In some embodiments, a UE specific notification method may enable reducing signaling overhead when managing radio paths or objects stored at the UE by referring to the radio path or radio object included in per-beam broadcasting or informing the difference with respect to the information included in per-beam broadcasting.

In some embodiments, a UE specific notification method may allow the UE to report a capability for storing radio paths or radio objects and enable the base station to exceed the UE capability with a dropping rule which is known to both the base station and the UE.

FIG. 12 illustrates an example of a signalling flow diagram 1200 for signaling with regard to a base station (BS) 1201 providing per-beam broadcast of radio object or radio path information and a base station 1201 providing UE-specific configuration of radio object or radio path information to a UE 1202.

Optional step 1210 may involve the UE 1202 sending UE capability information to the base station 1201. The UE capability information indicates a maximum number of radio paths or radio objects for which the UE 1202 may store or process.

Step 1220 involves the base station 1201 sending per-beam broadcast of radio object or radio path information. Such per-beam broadcast information sent by the base station 1201 includes a notification identifying a radio object and parameter information about the radio object or radio path. Identification of the radio object may include using a local radio object index or a local radio path index.

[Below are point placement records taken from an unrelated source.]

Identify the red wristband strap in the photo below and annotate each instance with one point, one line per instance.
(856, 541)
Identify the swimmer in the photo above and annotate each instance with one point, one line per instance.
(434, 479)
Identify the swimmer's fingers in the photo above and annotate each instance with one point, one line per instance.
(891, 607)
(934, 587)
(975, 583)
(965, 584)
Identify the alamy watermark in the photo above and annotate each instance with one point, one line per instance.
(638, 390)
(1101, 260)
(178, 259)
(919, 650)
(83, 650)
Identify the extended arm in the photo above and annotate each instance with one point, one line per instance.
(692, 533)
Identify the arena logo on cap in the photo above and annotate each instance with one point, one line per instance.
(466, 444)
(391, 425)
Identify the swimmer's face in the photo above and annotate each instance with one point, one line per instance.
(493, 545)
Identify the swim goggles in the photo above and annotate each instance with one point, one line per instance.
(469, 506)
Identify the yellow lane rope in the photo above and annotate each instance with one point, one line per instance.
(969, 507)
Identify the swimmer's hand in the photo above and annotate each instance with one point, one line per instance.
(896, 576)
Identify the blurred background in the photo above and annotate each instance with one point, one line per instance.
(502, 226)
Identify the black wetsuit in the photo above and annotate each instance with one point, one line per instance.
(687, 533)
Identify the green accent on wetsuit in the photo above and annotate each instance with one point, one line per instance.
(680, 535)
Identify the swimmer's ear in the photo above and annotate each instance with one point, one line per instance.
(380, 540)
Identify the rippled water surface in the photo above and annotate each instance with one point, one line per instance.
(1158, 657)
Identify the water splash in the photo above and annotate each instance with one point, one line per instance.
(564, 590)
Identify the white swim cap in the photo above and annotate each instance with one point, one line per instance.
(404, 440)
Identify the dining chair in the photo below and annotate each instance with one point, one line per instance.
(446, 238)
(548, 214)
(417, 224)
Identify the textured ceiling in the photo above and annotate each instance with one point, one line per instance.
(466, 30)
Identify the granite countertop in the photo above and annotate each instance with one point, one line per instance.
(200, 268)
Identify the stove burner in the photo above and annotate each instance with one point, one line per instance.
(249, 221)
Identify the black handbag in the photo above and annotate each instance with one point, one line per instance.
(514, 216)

The parameter information about the radio object or radio path may include one or more of the location of the radio object, either in terms of absolute location information or relative location information with respect to the base station location, the size of the radio object, an incident angle that may be an azimuth angle or an elevation angle, or both, an outgoing angle that may be an azimuth angle or an elevation angle, or both, and a gain or loss for the reflected radio path.

Step 1230 involves the base station 1201 sending UE-specific information to the UE 1202. Examples of types of information the base station 1201 may send includes a notification to remove a radio object or radio path using a local radio object index or local radio path index, a notification to add a radio object or radio path using an absolute radio object index or absolute radio path index, or a notification to add a radio object or radio path using a local radio object index or local radio path index.

It should be appreciated that one or more steps of the embodiment methods provided herein may be performed by corresponding units or modules. For example, a signal may be transmitted by a transmitting unit or a transmitting module. A signal may be received by a receiving unit or a receiving module. A signal may be processed by a processing unit or a processing module. The respective units/modules may be hardware, software, or a combination thereof. For instance, one or more of the units/modules may be an integrated circuit, such as field programmable gate arrays (FPGAs) or application-specific integrated circuits (ASICs). It will be appreciated that where the modules are software, they may be retrieved by a processor, in whole or part as needed, individually or together for processing, in single or multiple instances as required, and that the modules themselves may include instructions for further deployment and instantiation.

Although a combination of features is shown in the illustrated embodiments, not all of them need to be combined to realize the benefits of various embodiments of this disclosure. In other words, a system or method designed according to an embodiment of this disclosure will not necessarily include all of the features shown in any one of the figures or all of the portions schematically shown in the figures. Moreover, selected features of one example embodiment may be combined with selected features of other example embodiments.

While this disclosure has been described with reference to illustrative embodiments, this description is not intended to be construed in a limiting sense. Various modifications and combinations of the illustrative embodiments, as well as other embodiments of the disclosure, will be apparent to persons skilled in the art upon reference to the description. It is therefore intended that the appended claims encompass any such modifications or embodiments.